HC Deb 04 December 1922 vol 159 cc1242-3W

asked the Chancellor of the Exchequer the grounds on which he bases his assertion that the burden of the Inhabited House Duty in proportion to the means to pay it has diminished; and whether, seeing that owing to the existing unemployment the standard of wages in many industries is exceptionally low, and in view of the housing shortage and the absolute inability of many tenants to find cheaper homes, he will consider postponing the enforcement of the new quinquennial valuation until the time when housing conditions will have become more supportable to the very poor?
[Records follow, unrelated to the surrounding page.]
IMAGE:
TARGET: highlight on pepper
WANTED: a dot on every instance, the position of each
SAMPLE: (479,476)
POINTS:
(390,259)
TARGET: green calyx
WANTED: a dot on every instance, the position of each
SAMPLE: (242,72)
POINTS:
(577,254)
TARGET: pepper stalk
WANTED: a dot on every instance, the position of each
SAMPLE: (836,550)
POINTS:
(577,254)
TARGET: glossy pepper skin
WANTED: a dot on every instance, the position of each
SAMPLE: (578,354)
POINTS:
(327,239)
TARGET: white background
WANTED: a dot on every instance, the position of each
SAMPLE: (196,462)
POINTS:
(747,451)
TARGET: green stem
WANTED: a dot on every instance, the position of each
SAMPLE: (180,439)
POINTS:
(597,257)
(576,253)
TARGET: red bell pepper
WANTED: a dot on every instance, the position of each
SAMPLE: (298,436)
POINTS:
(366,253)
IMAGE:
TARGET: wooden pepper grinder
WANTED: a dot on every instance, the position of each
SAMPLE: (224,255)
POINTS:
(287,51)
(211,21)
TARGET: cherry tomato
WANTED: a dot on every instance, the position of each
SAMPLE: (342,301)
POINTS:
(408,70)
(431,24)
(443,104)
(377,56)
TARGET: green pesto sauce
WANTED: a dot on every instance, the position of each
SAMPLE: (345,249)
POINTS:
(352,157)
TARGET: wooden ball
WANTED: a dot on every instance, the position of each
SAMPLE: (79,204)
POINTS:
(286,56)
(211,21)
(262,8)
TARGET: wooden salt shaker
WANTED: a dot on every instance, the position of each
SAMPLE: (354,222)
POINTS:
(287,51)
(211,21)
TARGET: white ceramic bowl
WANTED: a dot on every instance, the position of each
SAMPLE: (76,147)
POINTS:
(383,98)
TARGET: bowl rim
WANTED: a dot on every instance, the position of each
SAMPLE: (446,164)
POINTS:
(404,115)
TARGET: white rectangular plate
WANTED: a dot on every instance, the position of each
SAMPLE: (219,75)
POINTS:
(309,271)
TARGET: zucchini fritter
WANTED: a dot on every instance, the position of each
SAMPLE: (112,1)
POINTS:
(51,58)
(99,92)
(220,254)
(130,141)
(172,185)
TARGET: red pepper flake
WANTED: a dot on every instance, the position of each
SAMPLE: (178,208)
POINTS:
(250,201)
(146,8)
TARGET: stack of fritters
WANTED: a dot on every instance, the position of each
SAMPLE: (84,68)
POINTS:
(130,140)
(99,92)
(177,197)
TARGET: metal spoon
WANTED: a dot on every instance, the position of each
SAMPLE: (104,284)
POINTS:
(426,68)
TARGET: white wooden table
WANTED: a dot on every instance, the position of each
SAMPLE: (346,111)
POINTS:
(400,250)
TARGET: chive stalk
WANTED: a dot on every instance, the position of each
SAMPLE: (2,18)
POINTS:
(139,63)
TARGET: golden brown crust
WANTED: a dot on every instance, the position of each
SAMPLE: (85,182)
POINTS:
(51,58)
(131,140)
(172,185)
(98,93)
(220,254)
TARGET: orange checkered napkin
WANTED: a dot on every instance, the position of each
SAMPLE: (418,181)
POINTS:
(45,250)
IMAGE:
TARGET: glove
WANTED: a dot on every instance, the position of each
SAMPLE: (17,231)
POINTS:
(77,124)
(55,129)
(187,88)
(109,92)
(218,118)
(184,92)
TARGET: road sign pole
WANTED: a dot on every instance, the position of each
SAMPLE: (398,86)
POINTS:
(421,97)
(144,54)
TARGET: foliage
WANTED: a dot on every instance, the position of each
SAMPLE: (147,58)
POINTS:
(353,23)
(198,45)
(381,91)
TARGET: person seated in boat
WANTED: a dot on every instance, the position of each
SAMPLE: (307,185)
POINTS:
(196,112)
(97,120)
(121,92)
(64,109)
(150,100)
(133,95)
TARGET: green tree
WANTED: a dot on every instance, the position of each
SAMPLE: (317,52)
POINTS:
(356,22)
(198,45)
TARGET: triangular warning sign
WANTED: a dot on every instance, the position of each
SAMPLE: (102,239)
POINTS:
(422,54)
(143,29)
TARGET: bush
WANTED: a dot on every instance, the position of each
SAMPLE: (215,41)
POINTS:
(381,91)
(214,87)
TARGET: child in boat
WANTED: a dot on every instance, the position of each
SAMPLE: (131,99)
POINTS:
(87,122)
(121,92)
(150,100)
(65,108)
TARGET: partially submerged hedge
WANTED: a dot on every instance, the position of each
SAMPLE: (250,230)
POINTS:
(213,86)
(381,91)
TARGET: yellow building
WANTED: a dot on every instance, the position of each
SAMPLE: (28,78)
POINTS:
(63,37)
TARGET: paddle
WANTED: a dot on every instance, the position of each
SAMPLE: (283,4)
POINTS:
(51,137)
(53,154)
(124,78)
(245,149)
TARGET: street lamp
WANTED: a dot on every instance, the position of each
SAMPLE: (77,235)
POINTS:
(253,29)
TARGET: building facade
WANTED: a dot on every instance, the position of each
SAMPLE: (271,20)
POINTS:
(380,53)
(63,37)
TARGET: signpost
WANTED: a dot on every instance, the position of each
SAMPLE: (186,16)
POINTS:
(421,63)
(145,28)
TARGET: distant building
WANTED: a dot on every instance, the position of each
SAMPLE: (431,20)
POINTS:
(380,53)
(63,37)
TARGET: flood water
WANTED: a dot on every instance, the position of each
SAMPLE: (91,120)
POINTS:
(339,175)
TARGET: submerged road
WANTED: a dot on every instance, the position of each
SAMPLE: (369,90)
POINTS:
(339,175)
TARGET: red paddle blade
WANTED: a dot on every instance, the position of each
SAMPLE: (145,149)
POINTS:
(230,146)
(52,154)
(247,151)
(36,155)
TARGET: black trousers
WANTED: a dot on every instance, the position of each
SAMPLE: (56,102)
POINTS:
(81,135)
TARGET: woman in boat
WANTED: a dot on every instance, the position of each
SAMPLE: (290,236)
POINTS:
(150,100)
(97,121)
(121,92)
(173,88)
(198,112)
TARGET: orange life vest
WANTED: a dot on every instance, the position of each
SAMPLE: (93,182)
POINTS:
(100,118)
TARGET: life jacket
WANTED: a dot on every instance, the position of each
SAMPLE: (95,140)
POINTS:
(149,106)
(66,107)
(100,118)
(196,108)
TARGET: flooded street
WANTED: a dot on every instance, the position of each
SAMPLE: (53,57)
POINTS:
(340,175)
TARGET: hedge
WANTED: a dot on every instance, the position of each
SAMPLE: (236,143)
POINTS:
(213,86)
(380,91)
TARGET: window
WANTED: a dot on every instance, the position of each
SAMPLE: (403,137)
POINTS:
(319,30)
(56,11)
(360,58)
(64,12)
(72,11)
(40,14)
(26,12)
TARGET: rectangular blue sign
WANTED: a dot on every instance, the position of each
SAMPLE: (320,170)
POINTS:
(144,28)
Inhabited House Duty is not charged in any case where the annual value of the property is less than £20, and the yearly charge for a dwelling-house of £20 annual value is 5s. (£20 at 3d. in the £) at the present rates of the duty, while the charge for a shop of the same annual value is 3s. 4d. (£20 at 2d. in the £). The relative burden of these small charges, which have remained unaltered for many years, is certainly less under existing conditions than in pre-War times. The valuation of property for Income Tax purposes at present in force was made so long ago as 1910 and is, therefore, gravely out of date, and I cannot consider any further postponement of the re-assessment, in regard to which the necessary preliminary legislation was embodied in Section 32 of this year's Finance Act.